I believe this may be the best way for a beginner to get started and it offers an exit strategy if it does not work out.

Any thoughts on this?


----------



## dieselss

Yep. Plow prep on a 1500. And is the dealer gunna sign off on a lease plow trk


----------



## basher

I've put 12K on mine since 1/18/14, what's the cost @ mile on mileage over the the lease agreemnet???


----------



## Whiffyspark

Plus that stupid dial gear selector


----------



## 1olddogtwo

Why even change to oil?


----------



## hansenslawncare

Can you put a plow on the new 1500 Rams? Our local dealer said it will void the warranty. Something about the power steering???


----------



## SnowGuy73

1olddogtwo;1821641 said:


> Why even change to oil?


Haha.

I like your thinking!


----------



## maxwellp

The real ? is will they lease you a 1500 knowing that you are going to put a plow on it and turn it back in?


----------



## basher

I don't know about 1500 but i leased 2500s with plows for a few years. Considering going back to the practice. You don't build any equity but you pay a lot less and and always have a warranty. It can be a 100% write off (check with your accountant) but you lose the deprecation, again ask your accountant which would be the most advantageous for your individual situation.


----------



## John_DeereGreen

Hmmm, I never once would have guessed that a dealer would lease a truck for commercial use at regular lease rates.......

...Makes phone call to dealer now....


----------



## conifers4

Outside of the obvious wear related issues why would you want the hassle of having a plow set-up installed on a truck you'll only be using for two seasons?


----------



## maxwellp

$4896 A year for a 1500 / 3 years Lease
$7368 A year for a 2500 / 3 years Lease

And no you can not put a plow on it. So says the Dealer here. You can buy it and put a plow on it.


----------



## John_DeereGreen

maxwellp;1822254 said:


> $4896 A year for a 1500 / 3 years Lease
> $7368 A year for a 2500 / 3 years Lease
> 
> And no you can not put a plow on it. So says the Dealer here. You can buy it and put a plow on it.


I was quoted a 2014 3500, crew cab short bed SLT, Cummins with Aisian auto and was 590 per month. Their response to the plow was as long as they can't tell it was on there, it doesn't matter to them. But for 590 a month plus tax, I'd just buy it instead.


----------



## basher

John_DeereGreen;1822313 said:


> I was quoted a 2014 3500, crew cab short bed SLT, Cummins with Aisian auto and was 590 per month. Their response to the plow was as long as they can't tell it was on there, it doesn't matter to them.
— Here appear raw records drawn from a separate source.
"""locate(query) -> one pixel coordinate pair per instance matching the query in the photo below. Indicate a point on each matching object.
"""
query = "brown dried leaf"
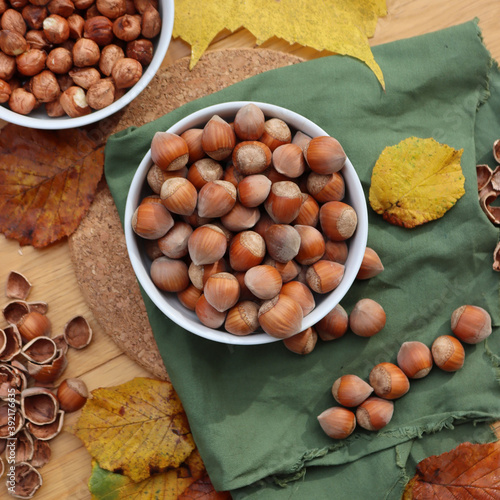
(469, 471)
(47, 182)
(204, 490)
But for 590 a month plus tax, I'd just buy it instead.


Nice truck

How much you plan to put down to get a $560 monthly payment on a 60 month note? That's only around 34K on a 60 month note.

At that cost over three years your total vehicle cost would be $20,160 plus basic maintance, no trans service, etc you wouldn't have the truck long enough for it to matter.

I was told in January on a regular cab long bed gasser, SLT w/ 29R snowplow, 18K a year was [email protected] month with $12xx at signing. My payments are less then that but I have so much equity in my truck it is a no brainer to buy even if I do trade every three years.

Try a independent leasing agent. Request a bid 3 year lease including snow plow, 18K a year.


----------



## velocicaur

Interesting responses.

Well, the truck would be for personal use. I'd pull the boat trailer, camper, and things of that nature. I'd take it to work as often as I could depending on how many miles I have left. I'd just happen to throw a small plow on it too. 

I don't see a problem slapping a plow on it and doing some work. None of this 10 hour shift balls to the wall plowing with a 2 yard salt spreader in the back (though you could probably do that too), "light" plowing, just your basic residential service for 3-4 hours per storm. I'd like to consider it more of a hobby.

As far as leasing a truck for plowing vs. non plowing. I don't see the issue here. Like the other poster said, as long as it comes back to them as you got it, you're all set. You have to pay for any excess wear if it goes bad. What you do with your truck in the time you lease it really doesn't matter much to the dealer as long as the payments are coming and you have insurance on it. 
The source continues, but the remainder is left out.